Suite à cela les parents ont requis la transcription de l’acte de naissance de l’enfant dans les registres de l’état civil suisse. Le SPOP a émis des doutes sur la réalité de la filiation, notamment en raison de l’âge du père présumé.

Selon l’autorité, seul le père biologique pouvait reconnaître l’enfant. En cas de doute, un test ADN peut être demandé.

Dans le cadre de la procédure en Suisse, cet homme a admis qu’il n’était pas le père biologique, tout en contestant que le droit suisse puisse exiger l’existence d’un tel lien.

Il évoquait en outre une relation familiale de fait justifiant la protection du lien de filiation entre lui et l’enfant sur la base de l’article 8 de la Convention européenne des Droits de l’Homme. Il a été débouté de toutes les instances cantonales.

Cependant le Tribunal fédéral a admis son recours pour les raisons suivantes :

D’abord il a considéré que la décision de reconnaissance française ne pouvait être écartée sans autre et que l’ordre public matériel n’était pas violé en l’espèce.

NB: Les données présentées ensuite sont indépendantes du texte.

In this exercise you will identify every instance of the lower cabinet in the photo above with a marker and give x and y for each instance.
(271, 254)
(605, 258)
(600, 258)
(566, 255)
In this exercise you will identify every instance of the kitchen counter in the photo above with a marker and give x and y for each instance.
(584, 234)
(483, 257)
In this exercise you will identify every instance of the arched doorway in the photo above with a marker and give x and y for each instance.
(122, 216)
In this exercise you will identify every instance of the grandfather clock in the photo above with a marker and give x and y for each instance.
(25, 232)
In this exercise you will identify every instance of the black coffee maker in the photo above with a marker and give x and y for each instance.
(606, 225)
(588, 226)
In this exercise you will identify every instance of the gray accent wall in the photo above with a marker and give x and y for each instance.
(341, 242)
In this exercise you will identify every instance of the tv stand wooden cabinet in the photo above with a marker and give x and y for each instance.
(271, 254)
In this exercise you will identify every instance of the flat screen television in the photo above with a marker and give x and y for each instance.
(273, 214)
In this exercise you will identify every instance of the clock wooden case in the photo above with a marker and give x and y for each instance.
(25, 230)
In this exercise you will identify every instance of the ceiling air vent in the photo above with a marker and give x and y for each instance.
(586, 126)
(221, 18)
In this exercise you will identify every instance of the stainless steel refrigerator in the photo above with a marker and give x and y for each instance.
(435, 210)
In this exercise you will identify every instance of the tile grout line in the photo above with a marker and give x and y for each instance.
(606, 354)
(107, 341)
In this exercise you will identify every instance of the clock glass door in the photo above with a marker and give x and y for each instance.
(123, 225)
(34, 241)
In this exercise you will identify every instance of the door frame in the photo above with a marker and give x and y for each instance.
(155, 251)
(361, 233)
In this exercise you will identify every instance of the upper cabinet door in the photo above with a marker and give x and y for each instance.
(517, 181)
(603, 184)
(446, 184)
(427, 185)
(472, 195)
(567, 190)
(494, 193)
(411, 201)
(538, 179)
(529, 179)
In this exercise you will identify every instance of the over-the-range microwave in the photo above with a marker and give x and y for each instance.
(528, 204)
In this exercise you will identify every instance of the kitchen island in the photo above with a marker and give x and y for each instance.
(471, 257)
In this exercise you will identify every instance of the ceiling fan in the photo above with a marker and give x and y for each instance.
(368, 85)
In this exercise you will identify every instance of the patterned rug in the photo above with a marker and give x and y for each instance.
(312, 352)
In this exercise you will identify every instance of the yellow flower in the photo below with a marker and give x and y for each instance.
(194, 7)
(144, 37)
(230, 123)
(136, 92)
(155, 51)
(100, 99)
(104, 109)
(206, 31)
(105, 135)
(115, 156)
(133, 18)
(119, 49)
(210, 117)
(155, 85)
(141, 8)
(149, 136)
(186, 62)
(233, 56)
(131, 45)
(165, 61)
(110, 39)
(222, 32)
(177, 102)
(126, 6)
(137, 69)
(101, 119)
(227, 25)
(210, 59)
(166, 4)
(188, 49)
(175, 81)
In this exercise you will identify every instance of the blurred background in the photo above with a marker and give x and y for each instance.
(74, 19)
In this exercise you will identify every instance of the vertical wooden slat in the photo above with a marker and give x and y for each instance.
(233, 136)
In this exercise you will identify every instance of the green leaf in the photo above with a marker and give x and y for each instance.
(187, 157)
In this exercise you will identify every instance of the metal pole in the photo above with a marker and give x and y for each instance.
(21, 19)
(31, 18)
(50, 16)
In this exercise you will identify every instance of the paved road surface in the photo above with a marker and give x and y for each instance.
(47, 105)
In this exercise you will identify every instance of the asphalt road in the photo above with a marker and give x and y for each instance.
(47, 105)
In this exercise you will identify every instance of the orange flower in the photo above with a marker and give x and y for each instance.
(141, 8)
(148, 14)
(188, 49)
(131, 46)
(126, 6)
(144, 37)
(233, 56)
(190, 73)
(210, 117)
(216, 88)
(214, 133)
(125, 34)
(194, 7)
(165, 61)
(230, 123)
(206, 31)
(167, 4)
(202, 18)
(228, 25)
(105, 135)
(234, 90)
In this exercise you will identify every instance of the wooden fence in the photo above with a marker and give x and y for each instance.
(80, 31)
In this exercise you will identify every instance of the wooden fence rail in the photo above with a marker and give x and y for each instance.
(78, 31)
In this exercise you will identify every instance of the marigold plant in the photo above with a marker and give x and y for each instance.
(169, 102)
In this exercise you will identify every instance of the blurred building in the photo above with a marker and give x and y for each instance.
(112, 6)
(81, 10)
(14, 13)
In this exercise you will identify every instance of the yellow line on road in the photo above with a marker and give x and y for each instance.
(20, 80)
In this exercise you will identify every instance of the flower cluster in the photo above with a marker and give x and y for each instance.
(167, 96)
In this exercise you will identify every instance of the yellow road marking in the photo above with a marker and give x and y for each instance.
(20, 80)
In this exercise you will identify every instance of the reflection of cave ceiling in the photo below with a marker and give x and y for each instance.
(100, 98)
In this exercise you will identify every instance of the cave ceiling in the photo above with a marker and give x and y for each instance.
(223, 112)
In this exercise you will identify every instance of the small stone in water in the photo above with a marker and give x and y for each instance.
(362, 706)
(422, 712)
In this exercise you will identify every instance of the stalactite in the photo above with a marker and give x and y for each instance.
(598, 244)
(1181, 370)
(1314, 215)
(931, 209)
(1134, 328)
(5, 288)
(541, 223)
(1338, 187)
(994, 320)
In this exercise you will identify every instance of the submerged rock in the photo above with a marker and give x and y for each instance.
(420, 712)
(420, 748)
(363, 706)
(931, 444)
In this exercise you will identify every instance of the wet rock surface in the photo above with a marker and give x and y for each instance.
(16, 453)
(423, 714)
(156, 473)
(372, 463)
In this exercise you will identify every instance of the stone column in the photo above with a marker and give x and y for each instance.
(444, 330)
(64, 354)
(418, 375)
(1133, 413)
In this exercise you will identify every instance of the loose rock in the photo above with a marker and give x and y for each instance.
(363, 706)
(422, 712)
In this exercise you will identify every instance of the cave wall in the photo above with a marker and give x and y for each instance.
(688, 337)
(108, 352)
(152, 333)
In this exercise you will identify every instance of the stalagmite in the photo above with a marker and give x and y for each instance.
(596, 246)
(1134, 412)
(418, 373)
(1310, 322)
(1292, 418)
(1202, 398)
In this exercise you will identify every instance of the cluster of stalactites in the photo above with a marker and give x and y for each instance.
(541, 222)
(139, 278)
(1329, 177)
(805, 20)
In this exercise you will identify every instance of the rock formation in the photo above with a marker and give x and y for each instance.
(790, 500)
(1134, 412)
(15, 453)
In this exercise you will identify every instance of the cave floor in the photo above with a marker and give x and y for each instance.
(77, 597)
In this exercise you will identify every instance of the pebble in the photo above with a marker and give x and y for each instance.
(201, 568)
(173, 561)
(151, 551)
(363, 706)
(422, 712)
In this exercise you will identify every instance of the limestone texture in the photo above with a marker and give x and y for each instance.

En outre il a estimé que selon la conception juridique suisse, la paternité biologique n’est pas une condition préalable à la reconnaissance, qui suppose uniquement l’existence d’un lien de filiation maternelle et l’absence de filiation paternelle.

En clair, une reconnaissance sciemment erronée est donc valable sous réserve d’une action en contestation. Le Tribunal fédéral relève toutefois que la doctrine n’est pas unanime sur cette question.

Il s’est en outre basé sur un précédent récent, où il avait jugé qu’une reconnaissance socio-affective étrangère n’était pas contraire à l’ordre public suisse au regard des règles sur l’adoption.

Mais ce qui a été décisif est le fait que la France avait déjà reconnu la paternité du père et qu’il n’a pas voulu contourner la loi en demandant la reconnaissance en Suisse.

Enfin, il a constaté que les parents s’étaient mariés en France, mariage jugé valable.

*   *   *

Cette affaire, qui n’est pas si anecdotique que ça, et qui n’est pas rare, démontre les faiblesses voire les lacunes du droit actuel qui devait le cas échéant être harmonisé au niveau européen. Certes le fait qu’un enfant ait un père est important mais faut-il aller jusqu’à admettre une reconnaissance d’un père sans lien biologique avec l’enfant?

Et la question se pose du contournement des règles strictes relatives à l’adoption faite le cas échéant à l’étranger.

Mais comme l’évoque magnifiquement un auteur de doctrine : des cigognes aux éprouvettes : les méthodes changent, l’amour reste.